More disturbingly, it seems as if people can go some distance to actually making themselves into an X optimizer. For example, a lot of people start out in young adulthood incorrectly believing that what they ultimately value is money, and then, by the end of their life, they have shifted their behavior so it looks more and more like what they really value is, ultimately, money. Nobody goes even close to all the way there -- not really -- but a mistaken view that one is truly optimizing for X really can shift things in the direction of making it true.
It's as if we have too many degrees of freedom in how to explain our externally visible behavior in terms of values, so for most any X, if we really want to explain our visible behavior as resulting from really truly valuing X then we can, and then we can make that true.
Individuals who shape the world, are often those who have ended up being optimizers.
It sounds like you find that claim disturbing, but I don't think it's all bad.
I'm interested in more of a sense of what mistake you think people are making, because I think caring about something strong enough to change who you are around it can be a very positive force in the world.

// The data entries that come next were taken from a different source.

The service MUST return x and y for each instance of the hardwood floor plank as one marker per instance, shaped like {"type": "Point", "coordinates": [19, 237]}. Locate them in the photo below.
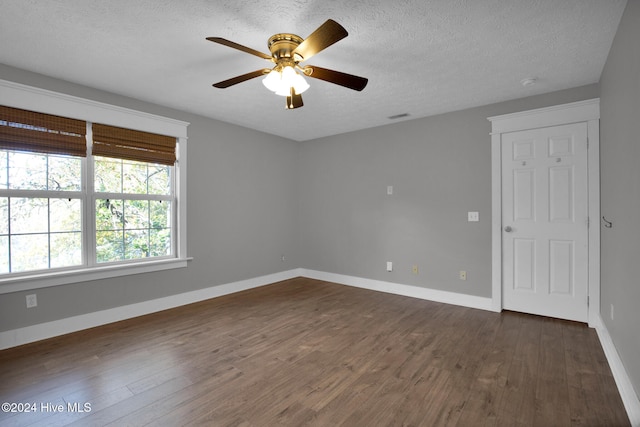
{"type": "Point", "coordinates": [309, 353]}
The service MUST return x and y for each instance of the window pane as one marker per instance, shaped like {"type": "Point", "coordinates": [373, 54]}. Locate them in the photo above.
{"type": "Point", "coordinates": [108, 175]}
{"type": "Point", "coordinates": [160, 214]}
{"type": "Point", "coordinates": [30, 252]}
{"type": "Point", "coordinates": [136, 244]}
{"type": "Point", "coordinates": [136, 213]}
{"type": "Point", "coordinates": [134, 178]}
{"type": "Point", "coordinates": [65, 173]}
{"type": "Point", "coordinates": [109, 246]}
{"type": "Point", "coordinates": [4, 215]}
{"type": "Point", "coordinates": [159, 179]}
{"type": "Point", "coordinates": [27, 171]}
{"type": "Point", "coordinates": [160, 242]}
{"type": "Point", "coordinates": [66, 249]}
{"type": "Point", "coordinates": [4, 254]}
{"type": "Point", "coordinates": [29, 215]}
{"type": "Point", "coordinates": [3, 169]}
{"type": "Point", "coordinates": [66, 215]}
{"type": "Point", "coordinates": [109, 214]}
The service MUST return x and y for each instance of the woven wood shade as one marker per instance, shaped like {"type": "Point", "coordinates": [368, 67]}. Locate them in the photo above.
{"type": "Point", "coordinates": [24, 130]}
{"type": "Point", "coordinates": [111, 141]}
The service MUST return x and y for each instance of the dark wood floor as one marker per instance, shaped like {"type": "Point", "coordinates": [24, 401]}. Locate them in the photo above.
{"type": "Point", "coordinates": [304, 352]}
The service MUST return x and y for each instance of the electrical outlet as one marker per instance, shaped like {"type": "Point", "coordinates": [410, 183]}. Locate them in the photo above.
{"type": "Point", "coordinates": [32, 301]}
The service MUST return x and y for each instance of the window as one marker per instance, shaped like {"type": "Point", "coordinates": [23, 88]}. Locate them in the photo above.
{"type": "Point", "coordinates": [40, 211]}
{"type": "Point", "coordinates": [70, 204]}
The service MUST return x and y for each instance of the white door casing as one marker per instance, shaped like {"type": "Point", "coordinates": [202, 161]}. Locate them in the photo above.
{"type": "Point", "coordinates": [587, 113]}
{"type": "Point", "coordinates": [544, 218]}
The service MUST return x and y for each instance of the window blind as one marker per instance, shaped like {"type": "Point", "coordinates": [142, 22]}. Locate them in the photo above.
{"type": "Point", "coordinates": [25, 130]}
{"type": "Point", "coordinates": [111, 141]}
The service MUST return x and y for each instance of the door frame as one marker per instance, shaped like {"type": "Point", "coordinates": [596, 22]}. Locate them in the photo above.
{"type": "Point", "coordinates": [576, 112]}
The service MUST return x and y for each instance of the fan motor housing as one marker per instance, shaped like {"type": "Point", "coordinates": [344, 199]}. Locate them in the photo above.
{"type": "Point", "coordinates": [282, 46]}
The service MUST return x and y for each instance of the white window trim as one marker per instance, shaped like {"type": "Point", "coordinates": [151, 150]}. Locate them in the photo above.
{"type": "Point", "coordinates": [44, 101]}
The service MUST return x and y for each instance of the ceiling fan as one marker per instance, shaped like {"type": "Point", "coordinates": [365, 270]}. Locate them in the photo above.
{"type": "Point", "coordinates": [287, 52]}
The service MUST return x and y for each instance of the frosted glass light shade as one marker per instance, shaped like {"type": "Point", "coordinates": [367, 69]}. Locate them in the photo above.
{"type": "Point", "coordinates": [282, 82]}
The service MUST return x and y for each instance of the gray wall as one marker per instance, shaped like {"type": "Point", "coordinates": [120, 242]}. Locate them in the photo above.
{"type": "Point", "coordinates": [241, 215]}
{"type": "Point", "coordinates": [439, 167]}
{"type": "Point", "coordinates": [620, 187]}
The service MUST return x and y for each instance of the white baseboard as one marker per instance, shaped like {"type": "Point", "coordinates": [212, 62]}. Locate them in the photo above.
{"type": "Point", "coordinates": [16, 337]}
{"type": "Point", "coordinates": [28, 334]}
{"type": "Point", "coordinates": [453, 298]}
{"type": "Point", "coordinates": [625, 387]}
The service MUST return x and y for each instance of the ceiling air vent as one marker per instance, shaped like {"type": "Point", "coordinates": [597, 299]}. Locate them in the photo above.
{"type": "Point", "coordinates": [398, 116]}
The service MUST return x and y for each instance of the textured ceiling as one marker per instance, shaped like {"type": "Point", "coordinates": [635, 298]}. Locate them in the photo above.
{"type": "Point", "coordinates": [422, 57]}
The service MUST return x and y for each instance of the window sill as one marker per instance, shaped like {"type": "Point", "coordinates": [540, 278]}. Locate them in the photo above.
{"type": "Point", "coordinates": [46, 280]}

Yeah, caring about something enough to change who you are is really one of the highest forms of virtue, as far as I'm concerned. It's somewhat tragic that the very thing that makes us capable of this high form of virtue -- our capacity to deliberately shift what we value -- can also be used to take what was once an instrumental value and make it, more or less, into a terminal value. And generally, when we make an instrumental value into a terminal value (or go as far as we can in that direction), things go really badly, because we ourselves become an optimizer for something that is harmless when pursued as an instrumental value (like paperclips), but is devastating when pursued as a terminal value (like paperclips).
So the upshot is: to the extent that we are allowing instrumental values to become more-or-less terminal values without really deliberately choosing that or having a good reason to allow it, I think that's a mistake. To the extent that we are shifting our values in service of what which is truly worth protecting, I think that's really virtuous.

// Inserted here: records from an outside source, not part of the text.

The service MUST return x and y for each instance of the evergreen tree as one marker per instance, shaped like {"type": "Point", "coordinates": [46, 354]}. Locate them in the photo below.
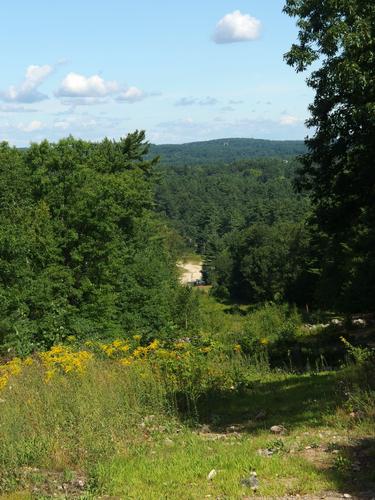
{"type": "Point", "coordinates": [338, 169]}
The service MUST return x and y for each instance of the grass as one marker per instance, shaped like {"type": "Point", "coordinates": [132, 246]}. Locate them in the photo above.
{"type": "Point", "coordinates": [127, 420]}
{"type": "Point", "coordinates": [126, 439]}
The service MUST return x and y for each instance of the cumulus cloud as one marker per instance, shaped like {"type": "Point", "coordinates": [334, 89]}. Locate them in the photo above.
{"type": "Point", "coordinates": [31, 126]}
{"type": "Point", "coordinates": [193, 101]}
{"type": "Point", "coordinates": [237, 27]}
{"type": "Point", "coordinates": [28, 91]}
{"type": "Point", "coordinates": [75, 85]}
{"type": "Point", "coordinates": [131, 94]}
{"type": "Point", "coordinates": [15, 108]}
{"type": "Point", "coordinates": [289, 120]}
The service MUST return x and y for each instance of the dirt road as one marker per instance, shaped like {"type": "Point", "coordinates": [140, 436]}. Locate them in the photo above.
{"type": "Point", "coordinates": [190, 271]}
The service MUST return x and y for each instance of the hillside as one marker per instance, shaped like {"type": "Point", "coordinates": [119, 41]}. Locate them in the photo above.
{"type": "Point", "coordinates": [224, 150]}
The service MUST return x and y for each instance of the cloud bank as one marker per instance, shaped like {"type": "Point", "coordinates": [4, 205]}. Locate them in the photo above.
{"type": "Point", "coordinates": [237, 27]}
{"type": "Point", "coordinates": [27, 91]}
{"type": "Point", "coordinates": [76, 85]}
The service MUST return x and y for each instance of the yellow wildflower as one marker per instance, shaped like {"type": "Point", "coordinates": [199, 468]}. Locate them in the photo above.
{"type": "Point", "coordinates": [154, 345]}
{"type": "Point", "coordinates": [125, 362]}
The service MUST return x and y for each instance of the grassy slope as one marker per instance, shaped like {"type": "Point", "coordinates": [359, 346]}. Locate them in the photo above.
{"type": "Point", "coordinates": [112, 433]}
{"type": "Point", "coordinates": [315, 456]}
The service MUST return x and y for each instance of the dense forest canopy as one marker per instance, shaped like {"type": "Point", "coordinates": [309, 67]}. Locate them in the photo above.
{"type": "Point", "coordinates": [338, 169]}
{"type": "Point", "coordinates": [247, 221]}
{"type": "Point", "coordinates": [224, 151]}
{"type": "Point", "coordinates": [81, 250]}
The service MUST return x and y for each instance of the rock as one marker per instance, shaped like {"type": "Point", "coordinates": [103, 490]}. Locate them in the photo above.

The really interesting question as far as I'm concerned is what the thing is that we rightly change our values in service of? In this community, we often take that thing to be representable as a utility function over physical world states. But it may not be representable that way. In Buddhism the thing is conceived of as the final end of suffering. In western moral philosophy there are all kinds of different ways of conceiving of that thing, and I don't think all that many of them can be represented as a utility function over physical world states. In this community we tend to side-step object-level ethical philosophy to some extent, and I think that may be our biggest mistake.